E “A Star Is Born” And “Peak Belief”

The two main themes of “A Star Is Born” are 1) how everybody has “issues,” but being in the ranks of “celebritydom” puts them under the glaring spotlight of fame for everyone to see and thereby has far profounder effects on your career (and your personal life) and its degree of success or failure; and 2) what elements/factors/dynamics are in play that form the “secret sauce” of the felicitous mix of both a) BEING a celebrity the public has chosen to idolize and b) being a truly gifted creative artist contributing massive value for the public’s appreciation?  (This latter message is superbly delivered by, of all people, Andrew Dice Clay, in a supporting performance that, if you have no idea it is the comedian whose record for selling out Madison Square Garden two consecutive nights for a stand-up routine excoriated by every feminist in the land remains unchallenged, will hit you like a bulldozer when you learn the actor doing this role is that same politically incorrect prodigy of the 1980s, hilariously proclaiming “Everybody said I was just like Sinatra.”)  It is at that moment you begin to realize that the creators of this film have very insightful notions about the mercurial peculiarities of fame and its very complex workings.

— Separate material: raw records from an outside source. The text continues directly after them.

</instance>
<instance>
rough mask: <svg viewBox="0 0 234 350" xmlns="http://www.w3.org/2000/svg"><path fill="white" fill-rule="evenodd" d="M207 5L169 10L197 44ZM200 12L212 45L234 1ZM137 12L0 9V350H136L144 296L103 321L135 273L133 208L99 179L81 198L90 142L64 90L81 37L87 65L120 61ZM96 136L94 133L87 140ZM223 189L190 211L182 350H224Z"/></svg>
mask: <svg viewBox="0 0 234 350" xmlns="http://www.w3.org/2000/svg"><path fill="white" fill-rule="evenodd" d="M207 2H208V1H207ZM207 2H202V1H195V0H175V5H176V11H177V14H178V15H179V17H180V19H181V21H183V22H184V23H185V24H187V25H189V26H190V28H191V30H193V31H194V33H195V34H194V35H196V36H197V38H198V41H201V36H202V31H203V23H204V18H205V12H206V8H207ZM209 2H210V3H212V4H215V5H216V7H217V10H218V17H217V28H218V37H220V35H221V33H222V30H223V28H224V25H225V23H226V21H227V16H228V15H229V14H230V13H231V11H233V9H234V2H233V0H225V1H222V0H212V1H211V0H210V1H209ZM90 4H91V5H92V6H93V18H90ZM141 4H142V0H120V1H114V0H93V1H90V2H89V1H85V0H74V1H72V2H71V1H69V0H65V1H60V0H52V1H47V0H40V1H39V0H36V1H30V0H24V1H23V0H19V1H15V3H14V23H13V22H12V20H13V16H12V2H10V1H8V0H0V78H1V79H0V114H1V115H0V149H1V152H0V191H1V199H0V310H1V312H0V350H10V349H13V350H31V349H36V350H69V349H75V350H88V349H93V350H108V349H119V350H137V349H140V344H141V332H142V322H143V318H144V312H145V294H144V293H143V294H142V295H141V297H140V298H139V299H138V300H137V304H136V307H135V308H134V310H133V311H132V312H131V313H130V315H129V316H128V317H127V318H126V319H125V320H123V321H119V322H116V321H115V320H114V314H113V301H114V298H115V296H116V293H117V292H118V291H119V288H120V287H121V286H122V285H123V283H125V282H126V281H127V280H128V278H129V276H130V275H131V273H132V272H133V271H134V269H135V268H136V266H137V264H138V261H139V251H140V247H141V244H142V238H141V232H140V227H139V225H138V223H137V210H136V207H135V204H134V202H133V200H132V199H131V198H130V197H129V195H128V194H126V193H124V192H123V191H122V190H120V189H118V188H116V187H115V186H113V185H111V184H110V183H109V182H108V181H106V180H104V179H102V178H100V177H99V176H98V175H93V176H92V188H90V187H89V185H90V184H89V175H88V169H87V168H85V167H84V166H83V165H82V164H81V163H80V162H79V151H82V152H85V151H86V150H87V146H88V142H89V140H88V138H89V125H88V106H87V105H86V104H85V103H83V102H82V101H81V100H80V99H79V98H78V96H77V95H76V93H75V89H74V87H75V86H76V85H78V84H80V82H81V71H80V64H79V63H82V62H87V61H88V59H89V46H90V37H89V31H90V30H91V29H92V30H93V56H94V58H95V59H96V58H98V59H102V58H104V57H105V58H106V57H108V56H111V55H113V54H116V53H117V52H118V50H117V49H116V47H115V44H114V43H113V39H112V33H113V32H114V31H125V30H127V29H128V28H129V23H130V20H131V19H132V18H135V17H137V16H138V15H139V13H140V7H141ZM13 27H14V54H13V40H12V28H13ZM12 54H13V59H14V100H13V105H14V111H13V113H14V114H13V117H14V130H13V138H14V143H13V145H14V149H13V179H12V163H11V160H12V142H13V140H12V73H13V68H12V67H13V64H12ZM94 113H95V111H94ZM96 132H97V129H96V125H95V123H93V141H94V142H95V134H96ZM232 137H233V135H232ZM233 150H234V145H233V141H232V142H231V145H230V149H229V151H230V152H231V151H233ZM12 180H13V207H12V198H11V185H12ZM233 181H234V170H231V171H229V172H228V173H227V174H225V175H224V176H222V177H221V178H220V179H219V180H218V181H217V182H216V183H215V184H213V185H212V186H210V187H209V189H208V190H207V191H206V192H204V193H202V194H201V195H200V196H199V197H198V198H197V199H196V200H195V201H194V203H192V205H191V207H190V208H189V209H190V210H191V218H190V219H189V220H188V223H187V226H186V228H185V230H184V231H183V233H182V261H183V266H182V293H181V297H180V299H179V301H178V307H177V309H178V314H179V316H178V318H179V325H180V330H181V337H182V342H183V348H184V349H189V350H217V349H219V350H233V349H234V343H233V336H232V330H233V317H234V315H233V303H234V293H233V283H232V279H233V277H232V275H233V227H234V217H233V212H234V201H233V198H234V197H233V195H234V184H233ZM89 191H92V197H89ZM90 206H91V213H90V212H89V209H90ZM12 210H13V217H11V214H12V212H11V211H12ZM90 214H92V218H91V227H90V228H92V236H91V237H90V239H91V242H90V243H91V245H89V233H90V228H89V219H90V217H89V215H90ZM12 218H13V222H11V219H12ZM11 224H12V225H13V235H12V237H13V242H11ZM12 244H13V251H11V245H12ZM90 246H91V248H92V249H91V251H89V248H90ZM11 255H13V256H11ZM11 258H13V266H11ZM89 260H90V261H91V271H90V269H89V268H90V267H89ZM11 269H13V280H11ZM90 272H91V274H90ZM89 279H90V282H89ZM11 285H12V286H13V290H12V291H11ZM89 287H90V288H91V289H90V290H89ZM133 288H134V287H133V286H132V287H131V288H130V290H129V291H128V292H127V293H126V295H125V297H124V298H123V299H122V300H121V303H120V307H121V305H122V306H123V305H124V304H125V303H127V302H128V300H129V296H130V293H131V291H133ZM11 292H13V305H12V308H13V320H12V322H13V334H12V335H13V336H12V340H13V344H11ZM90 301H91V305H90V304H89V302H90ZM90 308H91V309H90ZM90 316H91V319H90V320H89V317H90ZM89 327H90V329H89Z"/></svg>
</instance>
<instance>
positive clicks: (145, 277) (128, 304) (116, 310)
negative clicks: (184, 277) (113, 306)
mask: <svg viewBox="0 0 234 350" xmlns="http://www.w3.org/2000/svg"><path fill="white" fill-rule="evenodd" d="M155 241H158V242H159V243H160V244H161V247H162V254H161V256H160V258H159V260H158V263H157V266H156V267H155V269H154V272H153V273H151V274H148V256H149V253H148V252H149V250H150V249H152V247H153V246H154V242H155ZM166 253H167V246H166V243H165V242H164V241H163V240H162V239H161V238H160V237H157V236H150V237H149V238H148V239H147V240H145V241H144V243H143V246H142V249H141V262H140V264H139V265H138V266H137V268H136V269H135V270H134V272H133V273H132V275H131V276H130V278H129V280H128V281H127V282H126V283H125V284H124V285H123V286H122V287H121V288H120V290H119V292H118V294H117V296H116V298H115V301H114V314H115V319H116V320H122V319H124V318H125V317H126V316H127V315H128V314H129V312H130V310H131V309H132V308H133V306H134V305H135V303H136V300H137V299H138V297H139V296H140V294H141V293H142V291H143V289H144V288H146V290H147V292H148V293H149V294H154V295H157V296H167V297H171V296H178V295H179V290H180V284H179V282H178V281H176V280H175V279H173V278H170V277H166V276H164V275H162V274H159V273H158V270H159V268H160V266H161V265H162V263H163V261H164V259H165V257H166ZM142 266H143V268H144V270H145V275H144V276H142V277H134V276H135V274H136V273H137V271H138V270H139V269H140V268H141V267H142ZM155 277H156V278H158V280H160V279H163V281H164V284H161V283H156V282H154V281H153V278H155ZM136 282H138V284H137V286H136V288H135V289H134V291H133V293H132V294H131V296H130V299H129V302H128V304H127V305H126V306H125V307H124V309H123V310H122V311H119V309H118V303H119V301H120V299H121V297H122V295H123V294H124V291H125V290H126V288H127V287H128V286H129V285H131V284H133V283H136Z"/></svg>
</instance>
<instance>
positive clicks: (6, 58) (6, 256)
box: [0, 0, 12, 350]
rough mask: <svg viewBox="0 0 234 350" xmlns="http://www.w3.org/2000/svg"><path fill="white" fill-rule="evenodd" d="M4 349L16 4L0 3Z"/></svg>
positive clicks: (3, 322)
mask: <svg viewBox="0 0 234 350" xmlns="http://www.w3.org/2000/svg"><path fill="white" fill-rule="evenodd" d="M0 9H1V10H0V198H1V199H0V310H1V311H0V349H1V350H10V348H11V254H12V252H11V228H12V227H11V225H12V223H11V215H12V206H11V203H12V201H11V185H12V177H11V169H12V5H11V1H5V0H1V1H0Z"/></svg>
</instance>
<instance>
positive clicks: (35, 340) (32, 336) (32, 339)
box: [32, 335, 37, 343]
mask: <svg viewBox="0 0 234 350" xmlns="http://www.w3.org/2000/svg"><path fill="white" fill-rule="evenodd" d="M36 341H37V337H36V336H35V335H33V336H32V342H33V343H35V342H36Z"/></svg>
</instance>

Brad Cooper does an amazing job portraying such a famous man—himself in the grip of personal demons he is caving into more than trying to outsmart, defeat or at least make peace with (even though he seems to be going through some motions of attempted reform)—and it appears his mission is almost something along the lines of accepting “I am a total fuckup and so I am going to find somebody who has the strength and gifts to take my place in the world so that I can give up trying to deal with all this and instead find peace in death, having passed the torch to someone who can handle the burden I can’t, and whom I trust as my proxy.”  Lady Gaga portrays the woman he has targeted for this (and, by the way, has fallen hopelessly in love with, and vice-versa), and she does a magnificent job interpreting a role who is at once seemingly world-wise but who in the end has no idea the extent of what she has gotten herself into and how it will overpower her ability to control her own life.  And yet she pulls it off and looks good doing it, without once looking the other way when reality is in full view.

I did not expect this to be a particularly impressive film when I sat down to watch it the other day, but it was the masterful performances of Cooper (including his direction) and Gaga that completely changed my mind.  This is at the least a very good film and I am tempted to wager that in time it may be regarded as a great or near-great film.